Let us know where you get your news!
I’ll admit it, I’m a geek. I love data and Facts on File World News Digest provides me with mounds of data. By the time you read this, the 2012 London Olympics will be in the history books – or in the World News Digest chronological timeline which gives you such data as the number of visitors – from 380,000 in 1896 (not too shabby) to 6.5 million in Beijing. I could calculate the increase but you can tell it was a big increase. It also tells you how many countries participated – from 14 at the Athens olympics in 1896 to 204 in Beijing. The feminist in me wanted to see what percentage of the athletes were women. The change is astounding. In 1896, the first modern olympiad, there were only 241 athletes – none of them were women. In 2008 there were 10,946 athletes and 42% were women. For the US, title 9 changed everything for women’s sports. I wonder if that has spurred other countries to change their funding mechanisms too so that they can be competitive with the U.S. women.
But this is a scintilla of the information available.
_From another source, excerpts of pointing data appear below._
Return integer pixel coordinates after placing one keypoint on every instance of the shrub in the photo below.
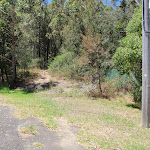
(65, 64)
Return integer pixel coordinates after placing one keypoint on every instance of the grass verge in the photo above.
(105, 124)
(38, 145)
(30, 104)
(31, 130)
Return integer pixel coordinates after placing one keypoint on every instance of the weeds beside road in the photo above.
(104, 124)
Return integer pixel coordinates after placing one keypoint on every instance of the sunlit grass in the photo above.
(30, 104)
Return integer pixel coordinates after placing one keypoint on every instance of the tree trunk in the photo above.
(13, 45)
(6, 75)
(100, 87)
(2, 73)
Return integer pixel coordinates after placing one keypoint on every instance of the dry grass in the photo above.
(38, 145)
(31, 130)
(105, 124)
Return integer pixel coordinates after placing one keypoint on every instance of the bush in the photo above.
(65, 64)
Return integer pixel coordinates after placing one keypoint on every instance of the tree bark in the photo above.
(13, 45)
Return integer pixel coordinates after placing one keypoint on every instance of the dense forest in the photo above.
(80, 39)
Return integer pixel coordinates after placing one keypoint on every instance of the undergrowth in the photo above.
(30, 104)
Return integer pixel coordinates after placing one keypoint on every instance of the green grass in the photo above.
(38, 145)
(31, 130)
(30, 104)
(105, 124)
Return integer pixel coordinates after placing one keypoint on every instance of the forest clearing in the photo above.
(74, 69)
(98, 123)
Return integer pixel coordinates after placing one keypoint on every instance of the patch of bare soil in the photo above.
(67, 132)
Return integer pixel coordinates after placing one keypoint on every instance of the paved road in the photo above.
(10, 139)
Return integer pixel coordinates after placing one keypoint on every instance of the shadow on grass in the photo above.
(136, 106)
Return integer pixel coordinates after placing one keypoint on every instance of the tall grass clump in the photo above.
(65, 64)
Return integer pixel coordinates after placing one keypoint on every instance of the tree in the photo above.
(97, 58)
(128, 57)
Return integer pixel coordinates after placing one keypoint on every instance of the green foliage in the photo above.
(65, 63)
(128, 57)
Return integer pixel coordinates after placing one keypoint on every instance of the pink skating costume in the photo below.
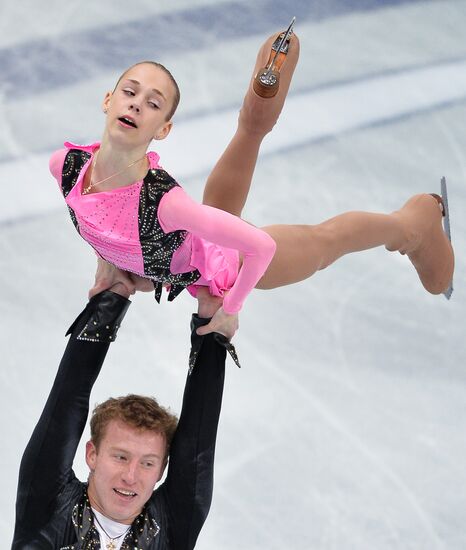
(153, 229)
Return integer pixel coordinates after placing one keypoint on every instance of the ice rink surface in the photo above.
(346, 427)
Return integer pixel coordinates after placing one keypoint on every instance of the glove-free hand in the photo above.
(223, 323)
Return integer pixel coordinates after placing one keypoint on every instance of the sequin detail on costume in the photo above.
(157, 246)
(123, 227)
(143, 529)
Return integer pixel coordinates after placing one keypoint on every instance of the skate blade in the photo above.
(266, 81)
(446, 226)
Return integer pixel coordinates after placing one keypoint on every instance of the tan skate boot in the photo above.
(259, 114)
(425, 243)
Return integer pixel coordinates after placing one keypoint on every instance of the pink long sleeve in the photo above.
(178, 211)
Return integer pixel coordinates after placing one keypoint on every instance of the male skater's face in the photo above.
(124, 470)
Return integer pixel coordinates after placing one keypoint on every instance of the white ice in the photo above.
(345, 429)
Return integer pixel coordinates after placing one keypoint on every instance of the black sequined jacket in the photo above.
(52, 510)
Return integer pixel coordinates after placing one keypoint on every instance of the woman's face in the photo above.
(137, 109)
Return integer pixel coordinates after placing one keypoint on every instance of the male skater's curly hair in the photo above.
(139, 412)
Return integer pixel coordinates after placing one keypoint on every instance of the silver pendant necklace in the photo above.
(110, 544)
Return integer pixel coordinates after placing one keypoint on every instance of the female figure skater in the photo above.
(140, 221)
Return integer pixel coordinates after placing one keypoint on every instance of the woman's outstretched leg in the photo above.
(228, 185)
(415, 230)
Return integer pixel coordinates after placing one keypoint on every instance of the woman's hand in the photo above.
(110, 277)
(221, 322)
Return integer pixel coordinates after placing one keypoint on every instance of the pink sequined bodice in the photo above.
(109, 221)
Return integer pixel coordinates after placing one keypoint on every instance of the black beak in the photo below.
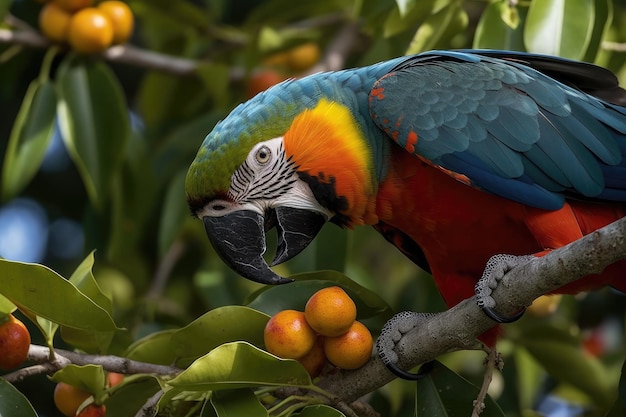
(239, 239)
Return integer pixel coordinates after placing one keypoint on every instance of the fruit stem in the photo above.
(46, 65)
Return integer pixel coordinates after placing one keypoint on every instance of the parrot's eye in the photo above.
(263, 155)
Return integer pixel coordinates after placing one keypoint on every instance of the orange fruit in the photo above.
(54, 22)
(90, 31)
(350, 350)
(68, 398)
(115, 378)
(304, 56)
(330, 311)
(261, 81)
(315, 360)
(545, 305)
(121, 17)
(73, 5)
(92, 410)
(14, 343)
(288, 335)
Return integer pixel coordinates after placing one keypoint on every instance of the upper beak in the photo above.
(239, 239)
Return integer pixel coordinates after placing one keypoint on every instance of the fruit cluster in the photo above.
(14, 342)
(87, 28)
(71, 401)
(327, 331)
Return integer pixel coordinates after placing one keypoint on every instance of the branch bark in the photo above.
(458, 327)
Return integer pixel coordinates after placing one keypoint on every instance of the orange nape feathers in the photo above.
(327, 143)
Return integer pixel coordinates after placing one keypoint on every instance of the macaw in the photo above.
(453, 156)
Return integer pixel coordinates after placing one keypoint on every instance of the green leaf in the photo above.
(444, 393)
(499, 27)
(619, 408)
(236, 403)
(155, 348)
(559, 27)
(240, 365)
(13, 403)
(89, 340)
(128, 398)
(29, 139)
(47, 294)
(319, 411)
(438, 27)
(219, 326)
(175, 211)
(569, 363)
(272, 299)
(94, 123)
(90, 378)
(397, 22)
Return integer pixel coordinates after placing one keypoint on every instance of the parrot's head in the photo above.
(292, 165)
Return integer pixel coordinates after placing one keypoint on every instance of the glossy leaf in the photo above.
(499, 27)
(29, 139)
(559, 27)
(128, 399)
(397, 21)
(438, 27)
(155, 348)
(219, 326)
(566, 362)
(94, 123)
(240, 365)
(47, 294)
(319, 411)
(13, 403)
(446, 394)
(272, 299)
(619, 408)
(235, 403)
(88, 340)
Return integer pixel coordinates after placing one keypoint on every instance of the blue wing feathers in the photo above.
(517, 125)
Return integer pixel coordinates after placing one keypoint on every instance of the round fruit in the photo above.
(73, 5)
(261, 81)
(304, 56)
(288, 335)
(68, 398)
(92, 410)
(315, 360)
(14, 343)
(115, 378)
(90, 31)
(54, 22)
(121, 17)
(330, 311)
(350, 350)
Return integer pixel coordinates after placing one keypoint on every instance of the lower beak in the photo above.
(239, 239)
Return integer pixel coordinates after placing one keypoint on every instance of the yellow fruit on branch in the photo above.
(54, 22)
(121, 18)
(288, 335)
(90, 31)
(330, 311)
(350, 350)
(14, 342)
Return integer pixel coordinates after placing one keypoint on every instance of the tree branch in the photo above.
(458, 327)
(41, 355)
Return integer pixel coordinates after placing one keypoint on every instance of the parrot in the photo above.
(453, 156)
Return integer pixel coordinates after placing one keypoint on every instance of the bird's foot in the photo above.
(391, 333)
(496, 268)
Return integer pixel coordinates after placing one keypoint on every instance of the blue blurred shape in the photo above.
(66, 240)
(23, 231)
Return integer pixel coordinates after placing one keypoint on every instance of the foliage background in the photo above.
(116, 152)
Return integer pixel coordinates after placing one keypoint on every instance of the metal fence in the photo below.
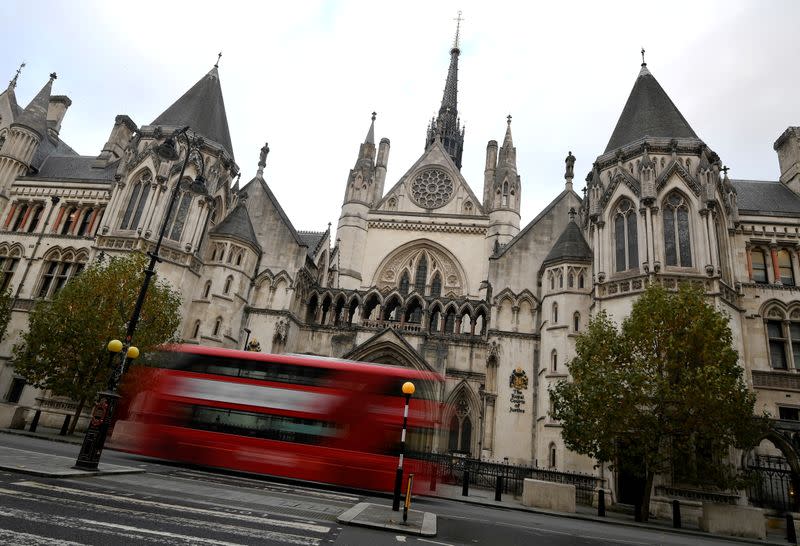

There is a searchable encyclopedia and almanc and then in depth articles and information on elections. The curriculum tools will help you choose a subject for a paper and then provide timelines to use to follow your topic. The research topics go from Abortion to Supreme Court nominations.
There are country profiles, too. And the information goes back to the 1940’s.
And includes editorial cartoons like this one. But not only the cartoon, oh no. It includes discussion questions on the cartoon. Try it out. Worth your time.
Looking for original, comprehensive reporting and analysis on issues in the news? Look no further –well, of course, you should look further than just one resource, but this is a great place to start. There is content back to 1923 and as recent as last week BUT not in every topic. Birth control’s most recent entry is 2005 and high speed train’s is 2011. The CQ Researcher provides in-depth, unbiased coverage of lots of topics across many disciplines: health, education, economy, etc.
Reports, researched and written by journalists, are substantive, but not too long: they do not fall into the TLDR category (oh yes, we’re on to you!) at about 12,000-words. Each report follows a consistent format with overview and background, chronology and an assessment of the current state of affairs. Pro and con statements will help you look at the positions offered from ‘both sides,’ although most issues have more than two sides and some have only one side. Maybe after reading the content YOU can think of the third or ninth side. There may be maps and charts depending on topic.
Ways to navigate include browsing by topic; using tracker to see when the most recent content on your topic was updated oryou can go directly to the pros and cons section.